A disputa só cresceu desde então e foi parar no jornal The New York Times, numa reportagem publicada em agosto. Almqvist deixou o conselho pouco depois da venda dos NFTs. Agora, corre na Justiça sueca um processo que decidirá se os atuais antroposóficos, ligados a Almqvist, podem ou não permanecer no conselho. Alegando irregularidades nos contratos, a família diz que o grupo quer ter o controle exclusivo da fundação.
Num email, Almqvist negou as acusações, dizendo que os familiares tentaram difamá-lo na mídia internacional. Ao jornal americano, ele afirmou que a família já não pode controlar a cessão de direitos autorais referentes à obra de Af Klint. De acordo com a lei sueca, a necessidade de licenciar os direitos com a família expira após 70 anos da morte do artista.
Em meio ao sucesso, o momento é de incerteza para o futuro do trabalho de Af Klint. A briga só faz adiar a iniciativa dos antroposóficos de construir um templo para abrigar as telas.
“Creio que, em mais dois anos, não teremos mais dinheiro para manter a fundação”, diz Erik af Klint. “Meu medo é que, no final da disputa judicial, vendam as obras de arte”, afirma Pinheiro, a biógrafa brasileira. Segundo a família, o processo, que decidirá a formação do conselho, deve durar mais um ano.

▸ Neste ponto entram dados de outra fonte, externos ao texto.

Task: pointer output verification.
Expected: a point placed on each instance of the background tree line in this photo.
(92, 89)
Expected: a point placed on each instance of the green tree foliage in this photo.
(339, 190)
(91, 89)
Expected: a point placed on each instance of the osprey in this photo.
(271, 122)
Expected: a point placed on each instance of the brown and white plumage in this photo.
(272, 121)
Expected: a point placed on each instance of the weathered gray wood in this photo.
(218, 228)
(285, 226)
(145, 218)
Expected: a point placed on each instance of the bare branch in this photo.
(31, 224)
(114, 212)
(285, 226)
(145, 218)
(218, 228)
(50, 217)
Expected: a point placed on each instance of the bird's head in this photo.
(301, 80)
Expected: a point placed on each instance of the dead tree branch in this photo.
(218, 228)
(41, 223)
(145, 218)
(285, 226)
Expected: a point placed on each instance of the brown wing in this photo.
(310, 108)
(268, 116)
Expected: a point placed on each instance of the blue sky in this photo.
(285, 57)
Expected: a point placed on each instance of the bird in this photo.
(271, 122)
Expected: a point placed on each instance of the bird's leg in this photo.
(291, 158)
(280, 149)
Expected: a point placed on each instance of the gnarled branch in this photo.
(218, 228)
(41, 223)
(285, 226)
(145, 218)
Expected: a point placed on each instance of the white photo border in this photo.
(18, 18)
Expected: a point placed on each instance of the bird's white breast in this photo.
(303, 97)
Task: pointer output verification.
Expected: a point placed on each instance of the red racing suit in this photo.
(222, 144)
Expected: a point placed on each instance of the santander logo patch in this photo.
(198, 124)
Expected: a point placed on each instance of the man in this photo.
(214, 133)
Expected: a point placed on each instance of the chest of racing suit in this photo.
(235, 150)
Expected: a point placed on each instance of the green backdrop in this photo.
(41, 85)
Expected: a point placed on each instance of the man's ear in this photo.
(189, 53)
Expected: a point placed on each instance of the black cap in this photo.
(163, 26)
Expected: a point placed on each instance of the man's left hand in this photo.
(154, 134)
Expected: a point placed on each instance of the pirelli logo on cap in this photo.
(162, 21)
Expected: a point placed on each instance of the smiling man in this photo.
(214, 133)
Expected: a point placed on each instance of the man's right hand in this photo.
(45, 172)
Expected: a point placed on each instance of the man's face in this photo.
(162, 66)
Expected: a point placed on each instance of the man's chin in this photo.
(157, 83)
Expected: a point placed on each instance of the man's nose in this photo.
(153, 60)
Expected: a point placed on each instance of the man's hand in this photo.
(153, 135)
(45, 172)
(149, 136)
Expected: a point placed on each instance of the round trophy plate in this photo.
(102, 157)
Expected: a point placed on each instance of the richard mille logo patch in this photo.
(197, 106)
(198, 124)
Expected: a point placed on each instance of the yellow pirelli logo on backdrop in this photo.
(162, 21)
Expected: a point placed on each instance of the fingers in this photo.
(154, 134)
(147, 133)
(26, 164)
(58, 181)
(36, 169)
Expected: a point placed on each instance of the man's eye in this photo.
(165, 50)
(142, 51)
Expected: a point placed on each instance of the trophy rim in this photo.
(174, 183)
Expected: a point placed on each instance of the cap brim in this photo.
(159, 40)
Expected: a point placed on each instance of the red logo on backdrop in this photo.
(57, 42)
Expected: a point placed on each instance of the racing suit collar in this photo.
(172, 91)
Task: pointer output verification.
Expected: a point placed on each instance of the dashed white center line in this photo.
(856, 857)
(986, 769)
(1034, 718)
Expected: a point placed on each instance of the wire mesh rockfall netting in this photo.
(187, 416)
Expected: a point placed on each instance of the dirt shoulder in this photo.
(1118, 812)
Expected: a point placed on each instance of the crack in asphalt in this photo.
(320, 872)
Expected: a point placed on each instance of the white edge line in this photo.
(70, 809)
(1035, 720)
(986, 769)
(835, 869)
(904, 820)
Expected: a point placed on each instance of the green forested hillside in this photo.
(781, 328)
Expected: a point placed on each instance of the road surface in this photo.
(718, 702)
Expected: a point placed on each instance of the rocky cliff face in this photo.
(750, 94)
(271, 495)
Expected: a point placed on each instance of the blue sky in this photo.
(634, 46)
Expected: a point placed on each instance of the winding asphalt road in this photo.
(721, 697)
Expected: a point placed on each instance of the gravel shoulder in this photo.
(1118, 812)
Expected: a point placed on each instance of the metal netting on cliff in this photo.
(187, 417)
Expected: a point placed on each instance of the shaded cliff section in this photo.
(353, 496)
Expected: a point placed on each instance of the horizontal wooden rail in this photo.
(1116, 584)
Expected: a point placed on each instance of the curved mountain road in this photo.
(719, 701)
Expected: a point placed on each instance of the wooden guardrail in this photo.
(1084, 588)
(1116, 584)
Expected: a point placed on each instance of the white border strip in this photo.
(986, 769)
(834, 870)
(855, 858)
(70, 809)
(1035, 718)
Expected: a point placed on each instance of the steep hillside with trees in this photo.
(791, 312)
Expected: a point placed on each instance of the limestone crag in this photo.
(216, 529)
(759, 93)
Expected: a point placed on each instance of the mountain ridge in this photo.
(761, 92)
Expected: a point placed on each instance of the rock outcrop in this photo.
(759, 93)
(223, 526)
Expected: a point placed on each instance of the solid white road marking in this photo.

Pinheiro tem um olhar ponderado para a disputa. Ela afirma que, mesmo após quatro anos da expiração dos direitos, foi obrigada a pagar o equivalente a R$ 11 mil para reproduzir as obras em seu livro. “Hilma queria fazer com que todos pudessem ter contato com sua obra. As iniciativas com a Stolpe democratizaram as suas telas”.
Os recentes estudos louvam o pioneirismo de af Klint. Antes de Wassily Kandinsky, suas telas já pareciam abstratas, sugerindo formas entre o mundo espiritual e o físico, algo que é bem particular da antroposofia.
Segundo a artista, a pintura era um exercício de mediunidade. Enquanto era viva, ela sofreu a desaprovação dos familiares por aderir ao esoterismo. Afirmam até que sua obra nada tem a ver com a antroposofia.
Ela dizia ouvir vozes de guias espirituais e de pessoas mortas. Daí surgiam as telas que combinam as cores fortes, que tanto emocionam o público. Pouco antes da pandemia, a mostra dedicada ao seu trabalho no Guggenheim, em Nova York, se tornou a mais vista da história do museu.